Netflix has also created in-house software (Called Chaos Monkey) which does the same – throwing a monkey wrench in a perfect working environment and uncovers how the instances and the critical services react to disruption and test if they have self-healing potential that saves millions down the line by patching vulnerabilities in advance.
AWS is not far behind releasing the AWS Fault injection Simulator (FIS) service which allows you to introduce real-world scenarios and faults into your AWS environment in a controlled way.
AWS Fault Injection Simulator works by creating experiments – a set of rules that can test your environment. It can be load tests where AWS randomly increases the CPU and memory on the instances and see how they perform, simulating a natural change in traffic commonly seen during a sale or a shopping event or promotion.
Similar scenarios like the one we will test would be how the environment fares when one instance has gone “down” and simulating the response to downtime.
To get started with AWS FIS, search for FIS in the menu and click on the experiment template.
Give it a name and description and click “add” actions
You will be greeted by many AWS-managed actions, for our scenario mentioned above we want to see how the environment will respond if a couple of instances were to be randomly shut down.
We then save the action, then add an action that makes FIS wait for 5 minutes so that we can monitor logs and see if there are scaling actions taking place to add the missing instances and consume logs for a better understanding of how the system behaves.
You can add stop conditions to stop the experiment controlling the level of disruption if you are running this in a Production environment (recommended).
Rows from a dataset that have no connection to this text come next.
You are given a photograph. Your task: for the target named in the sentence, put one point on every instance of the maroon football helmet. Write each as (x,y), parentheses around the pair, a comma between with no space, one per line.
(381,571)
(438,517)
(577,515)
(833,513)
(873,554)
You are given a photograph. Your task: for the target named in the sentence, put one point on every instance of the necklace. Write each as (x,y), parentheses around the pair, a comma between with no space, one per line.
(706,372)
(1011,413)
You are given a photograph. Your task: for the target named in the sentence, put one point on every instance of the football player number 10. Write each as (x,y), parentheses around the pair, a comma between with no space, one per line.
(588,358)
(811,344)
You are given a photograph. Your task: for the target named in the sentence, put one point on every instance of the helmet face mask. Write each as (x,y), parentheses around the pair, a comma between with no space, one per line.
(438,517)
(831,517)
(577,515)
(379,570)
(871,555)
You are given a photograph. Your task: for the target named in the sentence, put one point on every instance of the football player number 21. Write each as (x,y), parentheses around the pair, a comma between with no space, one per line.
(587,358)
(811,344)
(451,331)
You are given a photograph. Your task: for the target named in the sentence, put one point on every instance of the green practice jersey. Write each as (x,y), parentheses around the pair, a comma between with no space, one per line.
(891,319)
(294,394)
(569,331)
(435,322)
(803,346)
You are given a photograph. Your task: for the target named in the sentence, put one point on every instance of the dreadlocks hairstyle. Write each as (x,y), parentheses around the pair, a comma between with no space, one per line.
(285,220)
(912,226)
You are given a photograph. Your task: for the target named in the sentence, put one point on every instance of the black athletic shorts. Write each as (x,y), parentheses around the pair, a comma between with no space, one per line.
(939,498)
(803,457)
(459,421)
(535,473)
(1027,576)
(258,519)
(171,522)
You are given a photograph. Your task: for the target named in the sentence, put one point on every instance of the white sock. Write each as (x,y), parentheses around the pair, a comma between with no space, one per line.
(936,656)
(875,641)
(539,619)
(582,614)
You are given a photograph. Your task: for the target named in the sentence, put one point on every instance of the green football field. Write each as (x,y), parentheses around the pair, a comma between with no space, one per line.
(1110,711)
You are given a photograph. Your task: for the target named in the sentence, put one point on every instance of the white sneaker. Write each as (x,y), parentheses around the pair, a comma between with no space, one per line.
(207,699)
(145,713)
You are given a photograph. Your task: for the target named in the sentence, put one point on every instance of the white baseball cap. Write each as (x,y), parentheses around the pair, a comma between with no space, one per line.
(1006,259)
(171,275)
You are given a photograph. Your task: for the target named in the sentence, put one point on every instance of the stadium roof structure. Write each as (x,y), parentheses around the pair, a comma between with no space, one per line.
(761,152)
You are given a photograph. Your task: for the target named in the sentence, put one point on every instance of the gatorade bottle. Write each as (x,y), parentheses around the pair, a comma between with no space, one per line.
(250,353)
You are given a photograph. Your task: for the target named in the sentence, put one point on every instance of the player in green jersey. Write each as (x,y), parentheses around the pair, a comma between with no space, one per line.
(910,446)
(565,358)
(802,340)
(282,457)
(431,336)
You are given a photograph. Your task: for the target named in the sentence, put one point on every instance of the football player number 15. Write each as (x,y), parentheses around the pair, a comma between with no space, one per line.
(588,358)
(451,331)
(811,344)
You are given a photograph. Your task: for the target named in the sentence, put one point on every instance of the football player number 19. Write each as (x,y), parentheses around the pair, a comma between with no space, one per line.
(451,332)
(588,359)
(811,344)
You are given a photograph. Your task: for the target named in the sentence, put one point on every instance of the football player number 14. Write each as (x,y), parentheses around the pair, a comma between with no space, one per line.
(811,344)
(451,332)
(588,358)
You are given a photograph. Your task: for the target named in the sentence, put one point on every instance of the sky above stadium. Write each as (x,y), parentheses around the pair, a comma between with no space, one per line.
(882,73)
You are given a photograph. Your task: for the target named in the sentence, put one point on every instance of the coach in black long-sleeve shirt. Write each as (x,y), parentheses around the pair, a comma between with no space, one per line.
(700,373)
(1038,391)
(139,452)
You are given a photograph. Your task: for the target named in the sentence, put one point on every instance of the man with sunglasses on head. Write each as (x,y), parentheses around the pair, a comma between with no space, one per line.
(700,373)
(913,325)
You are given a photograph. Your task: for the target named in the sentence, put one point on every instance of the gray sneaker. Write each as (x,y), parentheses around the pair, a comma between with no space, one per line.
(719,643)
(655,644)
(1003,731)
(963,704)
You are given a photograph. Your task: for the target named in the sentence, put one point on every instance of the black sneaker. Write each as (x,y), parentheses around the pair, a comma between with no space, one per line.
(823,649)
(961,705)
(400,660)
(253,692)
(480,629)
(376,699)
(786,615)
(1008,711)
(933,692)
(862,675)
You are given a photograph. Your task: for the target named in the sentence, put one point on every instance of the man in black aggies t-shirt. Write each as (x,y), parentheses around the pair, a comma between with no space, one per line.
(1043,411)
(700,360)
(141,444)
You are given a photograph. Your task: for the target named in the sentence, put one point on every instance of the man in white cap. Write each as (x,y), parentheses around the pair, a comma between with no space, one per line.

Additionally, you can configure logging allowing AWS FIS to automatically send the logs of the experiment on top of the logs you are actively looking at for the infrastructure.
AWS FIS lets you practice Chaos Engineering safely on your account, allowing you to get the benefits of knowingly tinkering with your account in a secure, monitored way and pinpoint gaps in the infrastructure, hidden points of failure or security lapses etc and work to rectify them resulting in a stronger, more fault-tolerant and resilient infrastructure.